Thursday, August 27, 2009

China and You

Correlations between Chinese and global equities have increased considerably since 2007. That can easily be explained by the growing economies ties either through investment, trade or on commodities consumed by the China. An increase in exports to China is among factors supporting European exports in Q2,

The Shanghai composite index has fallen almost 20% from its August 4 peak and it looks vulnerable given the liquidity outlook and the challenges of using relatively blunt tools to guide asset markets. The fine-tuning Chinese monetary and cool overheating in some sectors in the economy could contribute to more global market volatility. A burst of Chinese bubble could lower Chinese demand and pre-figure poor performance in other markets as liquidity is withdrawn.

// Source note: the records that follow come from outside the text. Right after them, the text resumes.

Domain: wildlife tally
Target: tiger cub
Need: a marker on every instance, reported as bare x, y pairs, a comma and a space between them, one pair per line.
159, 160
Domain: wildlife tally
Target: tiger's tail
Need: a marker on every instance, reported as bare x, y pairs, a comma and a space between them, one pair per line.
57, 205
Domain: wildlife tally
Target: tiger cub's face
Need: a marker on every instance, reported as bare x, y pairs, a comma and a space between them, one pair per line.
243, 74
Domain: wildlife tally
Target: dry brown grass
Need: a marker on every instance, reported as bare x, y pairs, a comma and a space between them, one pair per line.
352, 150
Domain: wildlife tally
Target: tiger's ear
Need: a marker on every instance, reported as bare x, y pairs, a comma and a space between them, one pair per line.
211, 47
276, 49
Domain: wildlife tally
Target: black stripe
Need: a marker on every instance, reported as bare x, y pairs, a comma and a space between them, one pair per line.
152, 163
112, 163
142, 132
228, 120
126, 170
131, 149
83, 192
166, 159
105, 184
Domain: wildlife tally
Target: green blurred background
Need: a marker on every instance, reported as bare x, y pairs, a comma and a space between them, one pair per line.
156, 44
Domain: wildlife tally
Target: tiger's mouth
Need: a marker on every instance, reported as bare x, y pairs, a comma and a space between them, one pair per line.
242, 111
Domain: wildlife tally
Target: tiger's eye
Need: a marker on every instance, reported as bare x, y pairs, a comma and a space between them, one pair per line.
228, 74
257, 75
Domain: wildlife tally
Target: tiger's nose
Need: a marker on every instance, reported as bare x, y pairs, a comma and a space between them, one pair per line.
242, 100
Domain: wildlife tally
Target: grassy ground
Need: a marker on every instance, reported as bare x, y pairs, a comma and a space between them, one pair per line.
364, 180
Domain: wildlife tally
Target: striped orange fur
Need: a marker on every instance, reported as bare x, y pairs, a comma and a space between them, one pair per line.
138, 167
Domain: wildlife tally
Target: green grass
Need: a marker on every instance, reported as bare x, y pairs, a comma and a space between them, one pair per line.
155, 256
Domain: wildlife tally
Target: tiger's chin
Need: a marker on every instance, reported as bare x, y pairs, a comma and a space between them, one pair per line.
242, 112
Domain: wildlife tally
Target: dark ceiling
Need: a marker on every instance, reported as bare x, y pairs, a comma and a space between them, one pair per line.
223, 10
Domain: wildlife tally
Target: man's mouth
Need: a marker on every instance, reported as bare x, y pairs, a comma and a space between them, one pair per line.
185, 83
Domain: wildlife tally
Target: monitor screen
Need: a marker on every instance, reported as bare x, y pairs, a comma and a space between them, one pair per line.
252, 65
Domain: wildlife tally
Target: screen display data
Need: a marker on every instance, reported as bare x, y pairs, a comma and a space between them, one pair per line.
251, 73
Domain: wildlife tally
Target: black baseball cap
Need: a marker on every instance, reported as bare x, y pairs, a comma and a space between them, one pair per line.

Since beginning of July, Chinese equities are looking very bubbly, especially its property market. Inflows to Chinese equity markets have slowed since then. Several trends, which supported the market in 1H09 – record bank lending with few restrictions, the improvement in consumer confidence, the deferral of IPOs – are no longer supportive. Bank lending slowing down and government regulators suggested a closer look on risk of economy overheating and more importantly, the price-earnings ratios are no longer as cheap, having almost doubled from their late 2008 lows. Production costs have escalated and all these factors are suggesting that Chinese equities might have farther to fall.

New accounts opened by Chinese retail investors have fallen since their late July peak. The reluctance of retail investors to incur losses could contribute to a boom and bust cycle.

Also to note that record commodity imports, which contributed to price climb in 1H09 can be easily reversible for a simple fact that Chinese commodity purchasers are price-sensitive.

I sense that the Chinese market has grown strongly and erratically over the past year and investors are starting to doubt the sustainability of the Chinese boom.